Проснувшись на следующее утро в светлой деревенской-комнатке, Анна принялась составлять план действий.
«Куда мог такой Николаев из деревни Ковда отлучиться? — думала она. — По какой-такой надобности?! Даже если бы он вовсе не собирался разлучаться с родными местами и категорически не имел таких намерений, его бы все равно забрали в армию».
С помощью сельсовета Светлова нашла в деревне нескольких Николаевых, отслуживших в армии.
Но никто из них Геннадия Олеговича Геца на фотографии не признал, никогда такого имени не слышал и никоим образом с ним в жизни своей не пересекался.

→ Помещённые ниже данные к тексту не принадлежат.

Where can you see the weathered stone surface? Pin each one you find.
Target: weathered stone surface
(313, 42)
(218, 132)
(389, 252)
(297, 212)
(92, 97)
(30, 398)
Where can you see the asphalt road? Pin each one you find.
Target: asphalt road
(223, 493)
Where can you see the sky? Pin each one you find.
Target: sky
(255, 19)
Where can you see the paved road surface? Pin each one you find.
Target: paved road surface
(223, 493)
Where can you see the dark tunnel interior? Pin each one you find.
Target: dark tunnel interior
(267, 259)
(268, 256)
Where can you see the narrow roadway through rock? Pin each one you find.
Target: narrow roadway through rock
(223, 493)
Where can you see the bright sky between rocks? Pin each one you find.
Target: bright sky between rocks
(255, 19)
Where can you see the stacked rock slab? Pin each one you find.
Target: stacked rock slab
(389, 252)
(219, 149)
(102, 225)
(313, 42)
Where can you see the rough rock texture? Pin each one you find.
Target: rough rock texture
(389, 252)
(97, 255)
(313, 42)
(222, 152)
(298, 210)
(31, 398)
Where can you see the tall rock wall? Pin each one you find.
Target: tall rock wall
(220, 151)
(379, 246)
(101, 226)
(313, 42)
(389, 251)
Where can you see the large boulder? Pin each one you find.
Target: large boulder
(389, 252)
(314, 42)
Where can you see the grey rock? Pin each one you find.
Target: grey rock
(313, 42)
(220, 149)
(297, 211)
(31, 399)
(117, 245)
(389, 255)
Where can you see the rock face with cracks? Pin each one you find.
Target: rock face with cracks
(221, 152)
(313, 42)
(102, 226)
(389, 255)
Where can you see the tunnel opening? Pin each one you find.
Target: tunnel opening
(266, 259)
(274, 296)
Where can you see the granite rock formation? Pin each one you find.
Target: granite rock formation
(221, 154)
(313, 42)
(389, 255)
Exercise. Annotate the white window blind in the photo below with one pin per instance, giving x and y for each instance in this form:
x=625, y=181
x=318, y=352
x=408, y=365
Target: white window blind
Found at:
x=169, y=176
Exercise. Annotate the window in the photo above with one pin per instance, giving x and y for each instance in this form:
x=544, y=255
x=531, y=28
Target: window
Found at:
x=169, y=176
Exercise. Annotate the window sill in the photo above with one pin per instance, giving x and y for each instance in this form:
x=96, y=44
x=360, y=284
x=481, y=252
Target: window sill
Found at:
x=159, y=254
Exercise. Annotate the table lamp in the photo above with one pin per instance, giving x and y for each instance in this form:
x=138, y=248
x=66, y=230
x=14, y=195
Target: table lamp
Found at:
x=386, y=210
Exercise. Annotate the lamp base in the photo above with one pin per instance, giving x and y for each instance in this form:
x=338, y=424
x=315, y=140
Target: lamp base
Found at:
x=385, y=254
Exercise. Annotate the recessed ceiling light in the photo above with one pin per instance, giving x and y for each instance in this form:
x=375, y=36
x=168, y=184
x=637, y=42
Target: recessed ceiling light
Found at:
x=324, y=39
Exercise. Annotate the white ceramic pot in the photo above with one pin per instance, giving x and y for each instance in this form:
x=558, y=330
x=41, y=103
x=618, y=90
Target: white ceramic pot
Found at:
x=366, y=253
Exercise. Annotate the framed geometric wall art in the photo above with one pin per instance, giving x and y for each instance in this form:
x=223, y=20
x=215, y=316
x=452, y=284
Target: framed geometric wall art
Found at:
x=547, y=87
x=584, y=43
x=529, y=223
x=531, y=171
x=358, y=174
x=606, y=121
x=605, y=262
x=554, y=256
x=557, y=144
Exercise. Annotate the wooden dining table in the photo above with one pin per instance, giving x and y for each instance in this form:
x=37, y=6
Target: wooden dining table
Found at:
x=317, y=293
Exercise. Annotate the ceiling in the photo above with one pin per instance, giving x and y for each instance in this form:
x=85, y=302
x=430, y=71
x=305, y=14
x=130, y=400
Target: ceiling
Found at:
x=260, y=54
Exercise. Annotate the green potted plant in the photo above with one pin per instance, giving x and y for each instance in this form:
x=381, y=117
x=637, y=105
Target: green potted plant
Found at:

Правда, оставался еще один Николаев, которого Светловой никак не удавалось повидать.
Ей объяснили, где он живет. Но и только. И при этом Анне показалось, что собеседники как-то странно на нее поглядывали.
Дом, вросший в землю, покосился. И был пустой, с запертой дверью. Аня прислонилась лбом к мутноватым стеклам окон, но ничего не увидела.
Было что-то крайне неприятное в этом пустом неухоженном доме, в этой звенящей тишине заброшенности. В жутковатом прикосновении паутины к лицу, когда Анна заглядывала в темноту раскрытого настежь сарая.
Там тоже никого не оказалось. Хотя совсем недавно еще явно водилась какая-то живность. Об этом говорили резкий запах и куриные перья, застрявшие в соломенной подстилке.
Она уже собралась было уходить, когда за спиной послышался шорох.
Светлова резко обернулась…
Но это был явно не Николаев.
Из раскрытого настежь пустого сарая, постукивая копытцами, вышел жилистый рябой поросенок расцветки далматинца.
«Надо же, а я, когда заглядывала, и не заметила его! Поросенок ты этакий! Притаился! Не поросенок, а партизан какой-то».
Свин остановился невдалеке и уставился на Светлову маленькими, злыми и, как показалось Анне, довольно умными глазами.
— Кис-кис… — позвала его Аня.
Светлова понятия не имела, какими словами следует подманивать свиней. Но тут, по-видимому, не угадала. Свин не шелохнулся. Он стоял, растопырив короткие крепкие ножки, твердо упершись ими в землю, и иронически — ну так, во всяком случае, Ане казалось — разглядывал незваную гостью.
Понятно было, что это свободолюбивое существо давно не признает над собой человеческой власти. И никакими подачками, лакомствами, приманками, а уж тем более наивным «кис-кис» человек его к себе не подманит. Так смотрят беглые каторжники или разбежавшиеся во время пожара рабы и «в бегах крепостные».
«Дудки…. Накоси — выкуси! — означал этот твердый взгляд. — Больше вы меня не заполучите…»
Вот как? Светлова задумчиво потерла виски, пристально разглядывая поросенка.
Что бы это могло означать? Свин явно привык к свободе, одичал. Для этого требуется время. Значит, хозяина в этом доме нет уже довольно давно?